No tuvo más episodios de problemas respiratorios graves como el que sufrió el viernes, cuando inhaló vómito durante un ataque de tos. No presentó fiebre ni signos de nuevas infecciones, se alimentó con comida sólida y café para el desayuno, y continuó con sus ejercicios de respiración.

A pesar de la mejora, su pronóstico sigue siendo reservado. A sus 88 años, Francisco tuvo una buena respuesta en los niveles de oxígeno en su sangre, incluso durante los largos periodos sin la máscara de ventilación y solo usando oxígeno adicional. El Vaticano informó que «el Santo Padre está siempre alerta» y consciente de lo que sucede a su alrededor. Recibió la Eucaristía y pasó 20 minutos en oración en la capilla privada del hospital.

Después del episodio respiratorio del viernes, los médicos limpiaron el vómito y colocaron a Francisco en un ventilador no invasivo.
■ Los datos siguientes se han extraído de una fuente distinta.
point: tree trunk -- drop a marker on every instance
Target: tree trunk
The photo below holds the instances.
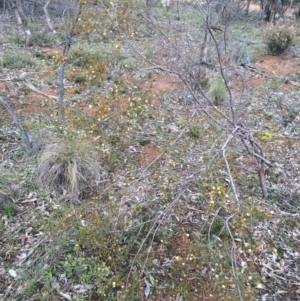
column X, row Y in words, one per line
column 48, row 20
column 17, row 122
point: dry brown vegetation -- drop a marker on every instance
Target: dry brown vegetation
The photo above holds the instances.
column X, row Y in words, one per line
column 173, row 172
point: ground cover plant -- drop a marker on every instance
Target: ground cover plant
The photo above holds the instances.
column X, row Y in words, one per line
column 167, row 168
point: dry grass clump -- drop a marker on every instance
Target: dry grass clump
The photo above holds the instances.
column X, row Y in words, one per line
column 69, row 164
column 278, row 40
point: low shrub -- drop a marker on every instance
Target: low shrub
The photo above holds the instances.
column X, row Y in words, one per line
column 278, row 40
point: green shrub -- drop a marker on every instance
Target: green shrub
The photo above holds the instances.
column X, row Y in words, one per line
column 278, row 40
column 16, row 60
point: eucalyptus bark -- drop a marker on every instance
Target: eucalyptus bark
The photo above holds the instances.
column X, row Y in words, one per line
column 24, row 19
column 48, row 19
column 28, row 146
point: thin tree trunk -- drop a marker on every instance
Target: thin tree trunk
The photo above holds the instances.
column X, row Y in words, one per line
column 61, row 89
column 24, row 19
column 28, row 146
column 48, row 19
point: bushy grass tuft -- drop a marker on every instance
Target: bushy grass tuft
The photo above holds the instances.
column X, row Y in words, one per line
column 69, row 164
column 217, row 90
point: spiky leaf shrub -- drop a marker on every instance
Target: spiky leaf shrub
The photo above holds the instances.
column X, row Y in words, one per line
column 69, row 163
column 278, row 39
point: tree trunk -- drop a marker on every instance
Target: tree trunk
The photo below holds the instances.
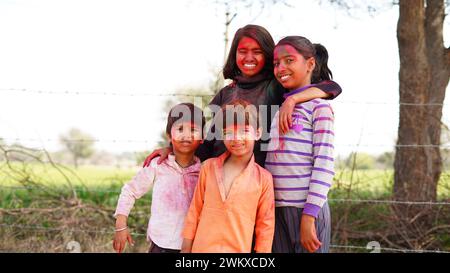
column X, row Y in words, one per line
column 424, row 74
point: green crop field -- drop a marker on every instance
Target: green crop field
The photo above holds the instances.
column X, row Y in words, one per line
column 43, row 206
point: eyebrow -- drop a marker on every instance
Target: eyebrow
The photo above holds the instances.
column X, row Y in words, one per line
column 284, row 56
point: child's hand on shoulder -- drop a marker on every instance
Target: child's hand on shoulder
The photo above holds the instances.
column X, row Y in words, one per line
column 308, row 236
column 120, row 240
column 122, row 234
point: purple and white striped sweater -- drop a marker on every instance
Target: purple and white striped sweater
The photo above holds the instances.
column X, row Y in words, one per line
column 301, row 161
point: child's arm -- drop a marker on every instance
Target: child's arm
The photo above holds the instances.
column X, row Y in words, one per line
column 322, row 173
column 265, row 217
column 195, row 209
column 324, row 90
column 131, row 191
column 135, row 189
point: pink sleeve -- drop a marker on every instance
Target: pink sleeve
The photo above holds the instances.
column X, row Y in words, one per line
column 135, row 189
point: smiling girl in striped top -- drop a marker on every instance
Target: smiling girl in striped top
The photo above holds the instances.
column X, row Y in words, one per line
column 301, row 160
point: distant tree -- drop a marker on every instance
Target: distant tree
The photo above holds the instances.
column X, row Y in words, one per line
column 79, row 144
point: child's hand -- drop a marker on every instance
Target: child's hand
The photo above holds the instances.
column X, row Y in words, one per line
column 285, row 115
column 120, row 240
column 308, row 236
column 163, row 153
column 186, row 246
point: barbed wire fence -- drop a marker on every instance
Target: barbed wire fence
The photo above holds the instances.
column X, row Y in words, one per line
column 337, row 247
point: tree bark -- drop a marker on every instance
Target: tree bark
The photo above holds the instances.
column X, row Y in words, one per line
column 424, row 74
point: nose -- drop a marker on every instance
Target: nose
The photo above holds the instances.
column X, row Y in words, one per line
column 249, row 56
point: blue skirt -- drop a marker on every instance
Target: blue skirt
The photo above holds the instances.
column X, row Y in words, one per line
column 287, row 230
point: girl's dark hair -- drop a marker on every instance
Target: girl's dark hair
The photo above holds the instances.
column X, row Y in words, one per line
column 240, row 111
column 265, row 41
column 185, row 112
column 307, row 50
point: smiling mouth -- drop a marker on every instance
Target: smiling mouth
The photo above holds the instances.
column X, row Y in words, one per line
column 238, row 146
column 284, row 78
column 249, row 66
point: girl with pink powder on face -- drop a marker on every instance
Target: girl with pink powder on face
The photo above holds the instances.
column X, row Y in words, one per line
column 173, row 183
column 250, row 66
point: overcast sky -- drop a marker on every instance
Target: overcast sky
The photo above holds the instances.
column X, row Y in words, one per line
column 144, row 50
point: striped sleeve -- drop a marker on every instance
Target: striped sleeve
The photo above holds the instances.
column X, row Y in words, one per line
column 323, row 159
column 330, row 87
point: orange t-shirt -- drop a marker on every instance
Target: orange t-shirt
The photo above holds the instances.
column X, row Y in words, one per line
column 217, row 223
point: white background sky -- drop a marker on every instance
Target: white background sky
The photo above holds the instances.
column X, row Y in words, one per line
column 160, row 47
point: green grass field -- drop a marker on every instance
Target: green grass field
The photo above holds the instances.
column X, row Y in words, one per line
column 43, row 195
column 349, row 184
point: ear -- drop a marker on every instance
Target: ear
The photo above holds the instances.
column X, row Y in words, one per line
column 311, row 64
column 258, row 133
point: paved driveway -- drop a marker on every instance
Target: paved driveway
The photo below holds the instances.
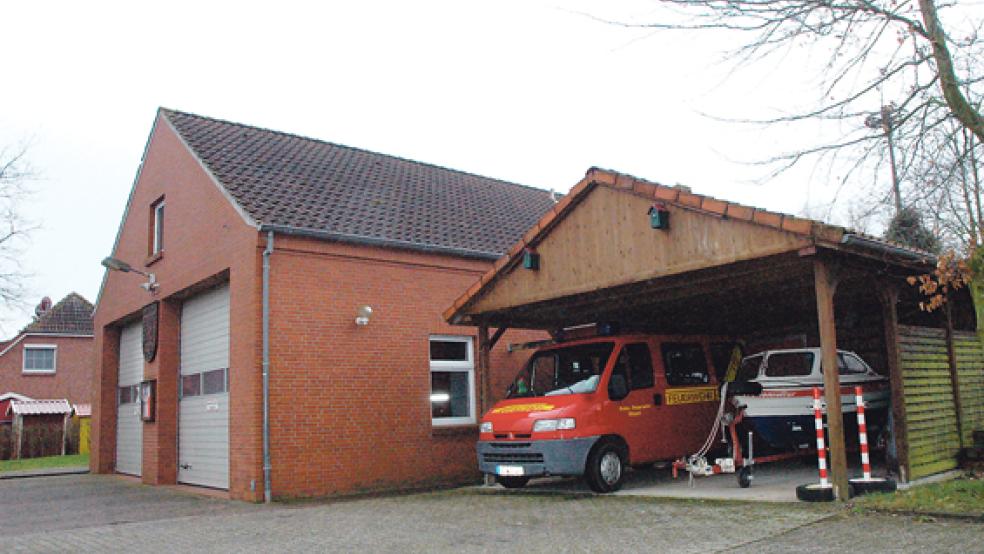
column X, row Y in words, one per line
column 98, row 513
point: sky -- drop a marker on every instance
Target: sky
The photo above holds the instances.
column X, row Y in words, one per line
column 531, row 91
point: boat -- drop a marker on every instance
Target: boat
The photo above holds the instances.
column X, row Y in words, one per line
column 782, row 414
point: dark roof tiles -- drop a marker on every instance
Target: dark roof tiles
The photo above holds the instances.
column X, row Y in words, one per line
column 71, row 316
column 286, row 180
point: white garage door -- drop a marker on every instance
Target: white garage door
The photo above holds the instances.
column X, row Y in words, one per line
column 129, row 427
column 203, row 421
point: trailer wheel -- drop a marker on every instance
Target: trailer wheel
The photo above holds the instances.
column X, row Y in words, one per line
column 813, row 492
column 606, row 466
column 512, row 482
column 861, row 486
column 745, row 477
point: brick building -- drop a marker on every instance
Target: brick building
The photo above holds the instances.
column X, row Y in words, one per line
column 255, row 249
column 53, row 356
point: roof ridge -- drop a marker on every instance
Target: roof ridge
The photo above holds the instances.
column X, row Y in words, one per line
column 167, row 111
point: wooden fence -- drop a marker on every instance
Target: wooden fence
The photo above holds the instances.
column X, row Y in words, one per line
column 931, row 414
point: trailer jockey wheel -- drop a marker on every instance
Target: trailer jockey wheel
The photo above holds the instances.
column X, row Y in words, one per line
column 745, row 477
column 512, row 482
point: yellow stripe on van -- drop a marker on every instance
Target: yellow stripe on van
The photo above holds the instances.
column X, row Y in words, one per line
column 691, row 395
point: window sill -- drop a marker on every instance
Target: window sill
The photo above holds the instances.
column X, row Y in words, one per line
column 454, row 430
column 153, row 258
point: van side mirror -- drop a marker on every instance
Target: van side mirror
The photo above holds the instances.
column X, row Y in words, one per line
column 617, row 387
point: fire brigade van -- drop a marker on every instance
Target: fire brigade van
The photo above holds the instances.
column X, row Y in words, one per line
column 594, row 406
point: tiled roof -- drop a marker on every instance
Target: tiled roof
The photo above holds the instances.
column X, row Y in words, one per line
column 71, row 316
column 39, row 407
column 285, row 180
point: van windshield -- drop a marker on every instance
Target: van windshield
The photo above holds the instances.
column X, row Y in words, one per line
column 571, row 370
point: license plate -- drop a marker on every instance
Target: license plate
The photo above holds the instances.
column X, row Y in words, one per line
column 509, row 470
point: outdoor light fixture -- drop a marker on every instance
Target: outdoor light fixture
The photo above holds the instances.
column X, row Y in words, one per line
column 362, row 315
column 659, row 217
column 531, row 260
column 114, row 264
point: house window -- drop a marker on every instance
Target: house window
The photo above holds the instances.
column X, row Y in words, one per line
column 40, row 358
column 452, row 369
column 157, row 228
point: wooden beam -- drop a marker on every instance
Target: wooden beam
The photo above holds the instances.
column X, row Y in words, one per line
column 484, row 362
column 888, row 294
column 825, row 281
column 951, row 355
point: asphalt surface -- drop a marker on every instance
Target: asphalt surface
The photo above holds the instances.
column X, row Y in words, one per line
column 103, row 513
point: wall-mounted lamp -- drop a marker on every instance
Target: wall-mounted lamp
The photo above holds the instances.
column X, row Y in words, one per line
column 531, row 259
column 113, row 264
column 659, row 217
column 362, row 315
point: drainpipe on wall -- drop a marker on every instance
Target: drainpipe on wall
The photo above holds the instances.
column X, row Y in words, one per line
column 266, row 367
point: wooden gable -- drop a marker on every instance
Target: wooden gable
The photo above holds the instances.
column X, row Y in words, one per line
column 606, row 240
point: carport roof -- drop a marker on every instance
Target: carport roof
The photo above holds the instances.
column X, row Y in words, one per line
column 774, row 241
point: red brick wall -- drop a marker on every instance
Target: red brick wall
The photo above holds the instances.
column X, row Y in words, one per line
column 205, row 241
column 350, row 405
column 74, row 370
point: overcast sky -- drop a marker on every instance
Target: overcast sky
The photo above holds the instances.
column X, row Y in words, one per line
column 531, row 91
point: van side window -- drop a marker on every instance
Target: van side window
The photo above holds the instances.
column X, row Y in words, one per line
column 685, row 364
column 640, row 365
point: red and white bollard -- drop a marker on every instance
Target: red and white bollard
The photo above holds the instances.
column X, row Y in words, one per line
column 862, row 434
column 866, row 484
column 813, row 492
column 821, row 447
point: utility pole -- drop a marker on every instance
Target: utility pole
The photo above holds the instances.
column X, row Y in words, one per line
column 885, row 121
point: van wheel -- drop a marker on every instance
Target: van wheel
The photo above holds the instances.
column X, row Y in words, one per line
column 513, row 482
column 606, row 466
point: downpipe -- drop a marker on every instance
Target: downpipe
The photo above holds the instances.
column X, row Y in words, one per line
column 267, row 252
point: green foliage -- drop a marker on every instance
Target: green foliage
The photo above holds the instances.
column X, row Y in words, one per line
column 958, row 496
column 45, row 462
column 907, row 228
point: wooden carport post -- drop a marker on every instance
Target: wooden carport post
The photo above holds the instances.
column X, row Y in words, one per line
column 484, row 362
column 826, row 285
column 888, row 294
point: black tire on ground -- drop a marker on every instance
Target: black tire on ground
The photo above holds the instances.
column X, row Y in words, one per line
column 745, row 477
column 605, row 469
column 861, row 486
column 512, row 482
column 813, row 492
A pesar de la gravedad del episodio, el Papa permaneció consciente y cooperó con las maniobras para ayudarlo a recuperarse.

La hospitalización de Francisco ha coincidido con el Año Santo del Vaticano, atrayendo peregrinos a Roma desde todo el mundo. Los peregrinos han estado rezando por su recuperación en lugares como la Basílica de San Pedro y la ciudad de Asís.

En Asís, el Padre Jacinto Bento, quien visitaba con un grupo de 30 peregrinos de las Islas Azores, expresó su tristeza por la situación del Papa. Serena Barbon, quien visitaba Asís con su familia, dijo que espera que el próximo Papa sea como Francisco, poniendo a los pobres en el centro de su labor.

En el hospital Gemelli, el ambiente es de tensión y oración. Giovanni Frisullo, neurólogo del hospital, mencionó que hay una situación de espera pero también de esperanza.